The way this works is:

  • fetchUrlAsync is applied to each site. It does not immediately start the download, but returns an async workflow for running later.
  • To set up all the tasks to run at the same time we use the Async.Parallel function
  • Finally we call Async.RunSynchronously to start all the tasks, and wait for them all to stop.

If you try out this code yourself, you will see that the async version is much faster than the sync version. Not bad for a few minor code changes! Most importantly, the underlying logic is still very clear and is not cluttered up with noise.

Example: a parallel computation

To finish up, let's have another quick look at a parallel computation again.

Before we start, I should warn you that the example code below is just to demonstrate the basic principles. Benchmarks from "toy" versions of parallelization like this are not meaningful, because any kind of real concurrent code has so many dependencies.

And also be aware that parallelization is rarely the best way to speed up your code. Your time is almost always better spent on improving your algorithms. I'll bet my serial version of quicksort against your parallel version of bubblesort any day! (For more details on how to improve performance, see the optimization series)

Anyway, with that caveat, let's create a little task that chews up some CPU. We'll test this serially and in parallel.

let childTask() = 
    // chew up some CPU. 
    for i in [1..1000] do 
        for i in [1..1000] do 
            do "Hello".Contains("H") |> ignore 
            // we don't care about the answer!

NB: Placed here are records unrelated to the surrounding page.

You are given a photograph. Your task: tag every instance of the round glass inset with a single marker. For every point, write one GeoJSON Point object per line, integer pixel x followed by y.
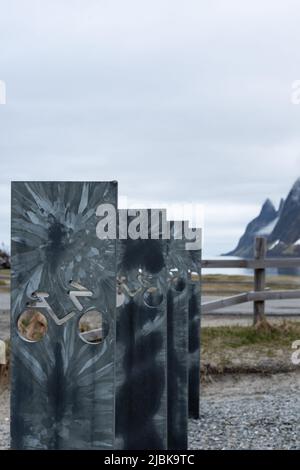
{"type": "Point", "coordinates": [32, 325]}
{"type": "Point", "coordinates": [178, 283]}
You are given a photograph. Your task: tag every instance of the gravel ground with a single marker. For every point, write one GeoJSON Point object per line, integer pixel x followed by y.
{"type": "Point", "coordinates": [237, 412]}
{"type": "Point", "coordinates": [252, 412]}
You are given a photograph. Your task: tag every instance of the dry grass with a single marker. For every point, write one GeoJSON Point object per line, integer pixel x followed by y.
{"type": "Point", "coordinates": [235, 349]}
{"type": "Point", "coordinates": [221, 284]}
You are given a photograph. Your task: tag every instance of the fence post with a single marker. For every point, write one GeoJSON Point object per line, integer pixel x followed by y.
{"type": "Point", "coordinates": [260, 246]}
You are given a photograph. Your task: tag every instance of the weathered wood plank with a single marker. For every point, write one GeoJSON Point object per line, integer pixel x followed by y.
{"type": "Point", "coordinates": [252, 264]}
{"type": "Point", "coordinates": [260, 248]}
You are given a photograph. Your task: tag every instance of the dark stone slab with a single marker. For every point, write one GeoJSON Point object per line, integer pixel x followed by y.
{"type": "Point", "coordinates": [177, 315]}
{"type": "Point", "coordinates": [62, 387]}
{"type": "Point", "coordinates": [141, 353]}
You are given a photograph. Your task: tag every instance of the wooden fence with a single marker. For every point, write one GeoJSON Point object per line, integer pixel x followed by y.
{"type": "Point", "coordinates": [259, 295]}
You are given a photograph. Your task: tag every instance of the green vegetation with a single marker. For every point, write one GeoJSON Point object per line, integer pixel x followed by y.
{"type": "Point", "coordinates": [278, 336]}
{"type": "Point", "coordinates": [222, 284]}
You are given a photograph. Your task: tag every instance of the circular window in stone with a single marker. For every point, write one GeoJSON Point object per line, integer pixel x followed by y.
{"type": "Point", "coordinates": [178, 283]}
{"type": "Point", "coordinates": [32, 325]}
{"type": "Point", "coordinates": [92, 327]}
{"type": "Point", "coordinates": [153, 297]}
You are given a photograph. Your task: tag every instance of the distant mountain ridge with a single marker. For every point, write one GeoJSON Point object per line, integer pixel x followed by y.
{"type": "Point", "coordinates": [281, 227]}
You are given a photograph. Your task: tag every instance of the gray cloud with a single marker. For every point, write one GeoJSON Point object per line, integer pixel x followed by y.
{"type": "Point", "coordinates": [178, 101]}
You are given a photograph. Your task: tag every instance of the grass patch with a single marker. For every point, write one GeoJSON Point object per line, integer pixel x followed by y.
{"type": "Point", "coordinates": [223, 284]}
{"type": "Point", "coordinates": [279, 336]}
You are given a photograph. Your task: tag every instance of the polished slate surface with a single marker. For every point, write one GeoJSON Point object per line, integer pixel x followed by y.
{"type": "Point", "coordinates": [62, 387]}
{"type": "Point", "coordinates": [177, 308]}
{"type": "Point", "coordinates": [141, 355]}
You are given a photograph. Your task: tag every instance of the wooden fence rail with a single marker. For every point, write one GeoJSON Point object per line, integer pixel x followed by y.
{"type": "Point", "coordinates": [260, 294]}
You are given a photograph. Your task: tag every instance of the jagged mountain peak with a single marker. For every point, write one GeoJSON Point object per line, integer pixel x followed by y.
{"type": "Point", "coordinates": [268, 207]}
{"type": "Point", "coordinates": [281, 227]}
{"type": "Point", "coordinates": [295, 191]}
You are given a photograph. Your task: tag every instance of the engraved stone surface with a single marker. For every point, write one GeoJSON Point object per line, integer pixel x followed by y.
{"type": "Point", "coordinates": [177, 308]}
{"type": "Point", "coordinates": [141, 354]}
{"type": "Point", "coordinates": [62, 386]}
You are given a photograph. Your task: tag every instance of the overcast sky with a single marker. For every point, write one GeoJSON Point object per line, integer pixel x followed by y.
{"type": "Point", "coordinates": [180, 101]}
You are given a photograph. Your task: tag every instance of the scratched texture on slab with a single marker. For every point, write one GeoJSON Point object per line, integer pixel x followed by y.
{"type": "Point", "coordinates": [177, 316]}
{"type": "Point", "coordinates": [62, 387]}
{"type": "Point", "coordinates": [141, 346]}
{"type": "Point", "coordinates": [194, 263]}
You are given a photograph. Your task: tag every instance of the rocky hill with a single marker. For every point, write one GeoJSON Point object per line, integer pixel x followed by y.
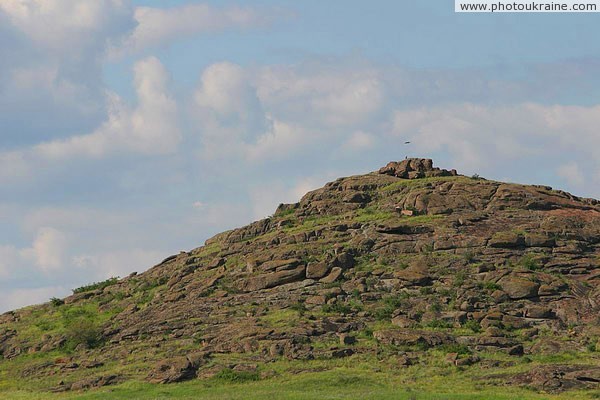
{"type": "Point", "coordinates": [408, 266]}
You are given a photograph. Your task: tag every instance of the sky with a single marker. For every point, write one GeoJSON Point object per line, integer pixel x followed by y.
{"type": "Point", "coordinates": [132, 130]}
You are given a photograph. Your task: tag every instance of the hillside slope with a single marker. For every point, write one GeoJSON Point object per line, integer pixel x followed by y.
{"type": "Point", "coordinates": [402, 269]}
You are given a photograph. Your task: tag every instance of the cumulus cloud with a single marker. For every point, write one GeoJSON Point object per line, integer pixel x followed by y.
{"type": "Point", "coordinates": [49, 249]}
{"type": "Point", "coordinates": [158, 26]}
{"type": "Point", "coordinates": [479, 135]}
{"type": "Point", "coordinates": [151, 128]}
{"type": "Point", "coordinates": [68, 26]}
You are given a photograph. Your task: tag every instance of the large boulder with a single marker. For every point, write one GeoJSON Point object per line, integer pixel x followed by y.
{"type": "Point", "coordinates": [173, 370]}
{"type": "Point", "coordinates": [519, 288]}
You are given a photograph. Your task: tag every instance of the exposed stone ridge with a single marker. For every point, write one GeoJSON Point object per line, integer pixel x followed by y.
{"type": "Point", "coordinates": [381, 266]}
{"type": "Point", "coordinates": [415, 168]}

// Test the child task on its own.
// Adjust the upper bounds as needed
// to make this run in about 0.2 sec
#time
childTask()
#time

Adjust the upper bounds of the loops as needed to make this run in about 0.2 seconds.

Now let's combine a bunch of these into a single serial task (using composition), and test it with the timer:

let parentTask = 
    childTask
    |> List.replicate 20
    |> List.reduce (>>)

//test
#time
parentTask()
#time

This should take about 4 seconds.

Now in order to make the childTask parallelizable, we have to wrap it inside an async:

let asyncChildTask = async { return childTask() }

And to combine a bunch of asyncs into a single parallel task, we use Async.Parallel.

Let's test this and compare the timings:

let asyncParentTask = 
    asyncChildTask
    |> List.replicate 20
    |> Async.Parallel

//test
#time
asyncParentTask 
|> Async.RunSynchronously
#time

On a dual-core machine, the parallel version is about 50% faster. It will get faster in proportion to the number of cores or CPUs, of course, but sublinearly. Four cores will be faster than one core, but not four times faster.

On the other hand, as with the async web download example, a few minor code changes can make a big difference, while still leaving the code easy to read and understand. So in cases where parallelism will genuinely help, it is nice to know that it is easy to arrange.